'Skills revolution' poses dilemma for universities, says Tony Tysome
The Government this week signalled a cultural revolution in higher education as it unveiled its plans for reskilling the nation.
But in the week in which the Government published its response to the Leitch report on skills and moved to give further education colleges the unprecedented power to award higher education qualifications, universities faced a clear choice: embrace the £5 billion skills agenda or leave it to colleges and the private sector.
Some commentators suggested that nothing short of a revolution would be required if higher education were to deliver on Lord Leitch's target of degree-level qualifications for at least 40 per cent of all adults by 2020, compared with under one third today.

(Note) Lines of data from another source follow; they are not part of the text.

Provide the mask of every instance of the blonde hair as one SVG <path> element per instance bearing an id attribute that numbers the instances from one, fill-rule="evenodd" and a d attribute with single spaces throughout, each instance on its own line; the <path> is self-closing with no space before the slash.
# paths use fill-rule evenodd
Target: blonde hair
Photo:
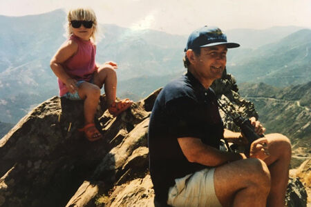
<path id="1" fill-rule="evenodd" d="M 68 22 L 66 23 L 67 34 L 69 37 L 73 32 L 70 29 L 71 21 L 82 20 L 82 21 L 93 21 L 93 33 L 91 35 L 91 39 L 93 42 L 96 41 L 96 34 L 98 32 L 97 19 L 94 11 L 91 8 L 79 8 L 76 9 L 70 10 L 67 15 Z"/>

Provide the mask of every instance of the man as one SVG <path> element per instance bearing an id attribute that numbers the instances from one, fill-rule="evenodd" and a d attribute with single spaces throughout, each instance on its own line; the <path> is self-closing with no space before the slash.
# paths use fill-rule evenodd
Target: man
<path id="1" fill-rule="evenodd" d="M 254 141 L 249 157 L 220 150 L 220 139 L 245 142 L 223 128 L 209 88 L 221 77 L 228 48 L 218 28 L 193 32 L 185 50 L 187 72 L 160 92 L 149 130 L 155 204 L 173 206 L 284 206 L 291 145 L 282 135 Z M 265 128 L 254 117 L 255 131 Z M 269 152 L 269 153 L 267 152 Z"/>

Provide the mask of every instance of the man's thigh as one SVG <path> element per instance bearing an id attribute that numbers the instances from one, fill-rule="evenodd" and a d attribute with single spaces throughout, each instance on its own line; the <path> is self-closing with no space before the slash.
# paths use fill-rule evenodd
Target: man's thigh
<path id="1" fill-rule="evenodd" d="M 265 162 L 258 159 L 241 159 L 220 166 L 215 170 L 216 195 L 223 206 L 229 206 L 236 193 L 250 184 L 262 183 L 269 186 L 267 177 L 270 177 L 269 169 Z"/>

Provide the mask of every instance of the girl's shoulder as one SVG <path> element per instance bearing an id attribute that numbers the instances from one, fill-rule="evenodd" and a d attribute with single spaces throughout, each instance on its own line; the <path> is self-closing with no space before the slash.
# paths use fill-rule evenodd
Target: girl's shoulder
<path id="1" fill-rule="evenodd" d="M 60 49 L 67 52 L 75 53 L 77 51 L 78 43 L 73 39 L 68 39 L 62 45 Z"/>

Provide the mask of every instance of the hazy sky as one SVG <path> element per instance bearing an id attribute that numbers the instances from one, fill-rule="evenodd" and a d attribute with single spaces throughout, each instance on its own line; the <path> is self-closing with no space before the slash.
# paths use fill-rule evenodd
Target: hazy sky
<path id="1" fill-rule="evenodd" d="M 99 21 L 187 34 L 204 25 L 265 29 L 311 28 L 311 0 L 0 0 L 0 14 L 23 16 L 88 6 Z"/>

Richard Brown, chief executive of the Council for Industry and Higher Education, said that a revolution was needed to support the development of higher education courses designed to meet the skills needs of employers and employees. "It has to be realised this is a different kind of higher education. It is the greatest challenge facing universities and business and industry in a generation," Mr Brown said.
"Many vice-chancellors are saying that this is all too high-risk. If they decide to take that position, then the private sector will continue to take this market. Universities have to decide how much of a loss that would be."
Les Ebdon, vice-chancellor of Bedfordshire University and chairman of Campaigning for Mainstream Universities, said the Leitch agenda "will require a huge culture change", but added that universities had a "significant role" to play.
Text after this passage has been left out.